Jedes Unternehmen hat sie - aber jeder Mitarbeiter hat andere Vorstellungen von ihr. Sie wird von jedem einzelnen unmittelbar beeinflußt. Doch an der Aufgabe, sie in einer bestimmten Richtung zu beeinflussen, beißen sich unzählige Unternehmen die Zähne aus. Die Rede ist von der Unternehmenskultur, die – wenn sie stimmig ist – als Aushängeschild erfolgreicher Unternehmen gilt. Aber Vorsicht: Einige dieser „Vorzeigeunternehmen” haben sich noch nicht einmal explizit mit ihr beschäftigt.

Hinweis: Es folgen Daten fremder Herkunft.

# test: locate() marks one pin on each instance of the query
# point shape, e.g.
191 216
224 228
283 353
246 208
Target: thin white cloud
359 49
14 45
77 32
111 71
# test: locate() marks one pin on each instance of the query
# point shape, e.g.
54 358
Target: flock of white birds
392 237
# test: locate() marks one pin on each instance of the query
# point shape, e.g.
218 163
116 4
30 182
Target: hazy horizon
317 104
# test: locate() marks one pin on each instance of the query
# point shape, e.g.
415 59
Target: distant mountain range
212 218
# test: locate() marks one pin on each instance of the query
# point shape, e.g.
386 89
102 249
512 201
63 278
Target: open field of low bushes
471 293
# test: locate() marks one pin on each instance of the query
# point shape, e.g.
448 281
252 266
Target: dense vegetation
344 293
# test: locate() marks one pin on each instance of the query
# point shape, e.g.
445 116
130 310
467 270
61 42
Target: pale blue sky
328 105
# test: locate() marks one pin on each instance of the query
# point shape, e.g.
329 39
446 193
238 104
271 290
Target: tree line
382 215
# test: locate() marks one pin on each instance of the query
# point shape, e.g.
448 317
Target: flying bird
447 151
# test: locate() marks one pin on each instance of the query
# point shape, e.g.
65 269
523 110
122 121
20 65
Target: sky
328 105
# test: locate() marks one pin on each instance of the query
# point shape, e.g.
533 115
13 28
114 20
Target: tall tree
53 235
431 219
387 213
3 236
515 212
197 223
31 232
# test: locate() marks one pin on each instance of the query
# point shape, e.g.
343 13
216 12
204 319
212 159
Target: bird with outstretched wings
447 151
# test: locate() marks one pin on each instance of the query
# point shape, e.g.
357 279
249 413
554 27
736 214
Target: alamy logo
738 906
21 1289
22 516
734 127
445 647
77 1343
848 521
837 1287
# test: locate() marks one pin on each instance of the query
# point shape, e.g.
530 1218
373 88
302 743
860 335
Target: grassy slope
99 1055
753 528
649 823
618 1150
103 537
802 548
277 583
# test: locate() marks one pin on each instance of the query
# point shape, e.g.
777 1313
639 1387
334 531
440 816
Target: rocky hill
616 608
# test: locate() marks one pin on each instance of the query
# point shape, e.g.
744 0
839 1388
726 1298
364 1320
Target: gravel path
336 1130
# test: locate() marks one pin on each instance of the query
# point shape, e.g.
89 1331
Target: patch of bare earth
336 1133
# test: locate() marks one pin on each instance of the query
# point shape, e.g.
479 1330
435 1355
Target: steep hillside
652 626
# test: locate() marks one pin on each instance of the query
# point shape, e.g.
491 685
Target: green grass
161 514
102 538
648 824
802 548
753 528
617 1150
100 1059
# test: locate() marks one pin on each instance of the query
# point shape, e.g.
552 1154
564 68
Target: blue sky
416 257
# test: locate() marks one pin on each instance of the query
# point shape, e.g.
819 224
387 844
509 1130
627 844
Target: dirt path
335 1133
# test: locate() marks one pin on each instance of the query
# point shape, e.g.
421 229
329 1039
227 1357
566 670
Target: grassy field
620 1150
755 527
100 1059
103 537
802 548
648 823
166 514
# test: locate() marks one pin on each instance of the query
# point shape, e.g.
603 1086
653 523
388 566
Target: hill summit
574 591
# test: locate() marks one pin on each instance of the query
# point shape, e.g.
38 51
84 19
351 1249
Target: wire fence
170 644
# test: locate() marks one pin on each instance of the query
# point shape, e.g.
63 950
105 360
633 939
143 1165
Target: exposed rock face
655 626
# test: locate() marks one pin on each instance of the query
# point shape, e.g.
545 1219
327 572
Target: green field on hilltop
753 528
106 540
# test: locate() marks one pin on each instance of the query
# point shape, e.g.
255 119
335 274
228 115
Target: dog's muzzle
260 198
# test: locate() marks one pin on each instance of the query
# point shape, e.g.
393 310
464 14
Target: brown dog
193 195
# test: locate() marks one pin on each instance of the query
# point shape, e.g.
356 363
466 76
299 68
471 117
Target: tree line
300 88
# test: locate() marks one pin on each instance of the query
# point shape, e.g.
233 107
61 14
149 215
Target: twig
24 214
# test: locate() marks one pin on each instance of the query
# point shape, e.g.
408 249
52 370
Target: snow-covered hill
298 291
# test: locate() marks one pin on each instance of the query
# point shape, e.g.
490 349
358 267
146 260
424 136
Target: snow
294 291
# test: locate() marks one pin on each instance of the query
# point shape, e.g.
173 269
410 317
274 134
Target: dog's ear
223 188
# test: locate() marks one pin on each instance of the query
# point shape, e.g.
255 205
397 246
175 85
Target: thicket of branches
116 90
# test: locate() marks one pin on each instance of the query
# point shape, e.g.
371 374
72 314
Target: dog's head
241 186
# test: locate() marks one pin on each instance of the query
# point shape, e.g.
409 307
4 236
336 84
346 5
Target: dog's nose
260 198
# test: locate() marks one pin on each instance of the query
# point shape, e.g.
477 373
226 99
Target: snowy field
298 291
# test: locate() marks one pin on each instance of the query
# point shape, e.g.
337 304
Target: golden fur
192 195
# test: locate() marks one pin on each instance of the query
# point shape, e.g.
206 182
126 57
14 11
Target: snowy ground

Manchmal hat die Diskussion um die Unternehmenskultur auch etwas schizoides: Sie soll – so sagt man – den Mitarbeitern sinnstiftende Orientierung für ihre Arbeit geben. Denn der alleinige, schnöde Zweck des Geldverdienens stelle für Unternehmen kein Ziel und für Mitarbeiter keine dauerhafte wie tiefere Befriedigung dar. Obligatorisch begründet wird dies mit Abraham Maslow und seiner berühmten Bedürfnispyramide. Begründet wird der Nutzen einer stimmigen Unternehmenskultur allerdings ebenso häufig mit dem schnöden Zweck: des größeren wirtschaftlichen Erfolgs gegenüber den Wettbewerbern.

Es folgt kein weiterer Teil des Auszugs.